Capturing Life
That was the first time I was wearing a suit. It was my class 12th farewell and the idea was to imitate the elderly; ladies in saris and gentlemen in suit. I carried a mustache at that time and hello……how thin I was. I was invariably smiling in all the pictures and looking at that I can tell that I was not very comfortable.
So in the fits of cleaning my house, I rediscovered a bag full of pictures; pictures that captured life, pictures that captured past. Each one of them extrapolated an event and started telling a story. The time frame was not continuous and stories started coming randomly; just with a turn of a page.
And suddenly I was a girl. I was three years old and my mother had made me wear a frock. My father was helping her and the camera captured all three of us. It was festive day as Bhagwat uncle had come to our home with his new camera. So all of us got clicked myriad times; in different poses and in different dress; and that day continues to live on as representative of that age.
I had always liked her. She looked gorgeous in her cream sari and was the first woman I had a crush upon. And there she was; looking gorgeous as ever; sitting at the center of fifty of us; Class of UKG Section B. For me she never grew old and that snap took her from this world and pasted her that picture forever; at least for me.
The picture was clicked for finding her a perfect groom. She was Bhatnagar uncle’s daughter and had entered marriageable age. She was wearing a sari and the photographer made her cheeks look extra pink. Her eyes were expressionless, and after six years when she committed suicide those eyes kept haunting me for days. We never knew why she did that but that marriageable girl with extra pink cheeks is still alive in that album.

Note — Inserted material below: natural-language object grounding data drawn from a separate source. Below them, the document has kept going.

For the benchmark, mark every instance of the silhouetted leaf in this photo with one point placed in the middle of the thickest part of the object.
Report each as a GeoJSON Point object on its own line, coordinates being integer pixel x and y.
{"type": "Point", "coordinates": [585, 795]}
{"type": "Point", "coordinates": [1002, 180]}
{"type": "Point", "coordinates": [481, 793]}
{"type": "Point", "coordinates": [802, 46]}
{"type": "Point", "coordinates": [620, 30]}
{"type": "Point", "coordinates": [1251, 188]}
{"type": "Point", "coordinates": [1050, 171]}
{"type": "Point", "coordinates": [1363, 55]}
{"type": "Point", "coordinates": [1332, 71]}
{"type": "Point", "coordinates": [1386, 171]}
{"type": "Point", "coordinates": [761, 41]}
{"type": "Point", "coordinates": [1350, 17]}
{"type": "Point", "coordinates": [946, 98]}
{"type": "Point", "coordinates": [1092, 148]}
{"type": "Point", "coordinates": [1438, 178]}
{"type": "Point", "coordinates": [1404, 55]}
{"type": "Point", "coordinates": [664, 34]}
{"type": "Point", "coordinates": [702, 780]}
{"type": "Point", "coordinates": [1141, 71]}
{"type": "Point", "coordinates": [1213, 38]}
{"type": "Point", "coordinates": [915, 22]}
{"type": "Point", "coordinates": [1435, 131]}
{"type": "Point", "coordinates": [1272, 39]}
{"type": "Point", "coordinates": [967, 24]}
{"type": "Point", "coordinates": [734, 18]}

I was sitting on a boat, and I tried to look smart. I was not smiling and neither was I serious; and I had tilted my head slightly tilted towards the left. It was our trip to Varanasi and at least a score of us had gone there. Whenever any relative came to visit us in our suburb, we dutifully took them to some of the places around and such excursions were my window to the world. I in fact jumped from that window and eventually saw the world, but the joy never matched the one of that boat ride.
And then there was a generation leap. I was not even born and my parents were getting married. My father wore bell bottom pants and my mother had a big stylish bun on her head. I wonder why people of that generation comment on our fashion sense. My father had mischievous eyes and I always found it hard to believe that even my parents could have been so young.
Sometimes I wonder if I could go back in time carrying those albums, and then tell everybody what future has in store for them. I could have told my gardener that a storm would destroy his flowers that season; I could have asked that girl to be positive towards life.
But then I realize that I am mortal and put these questions to rest.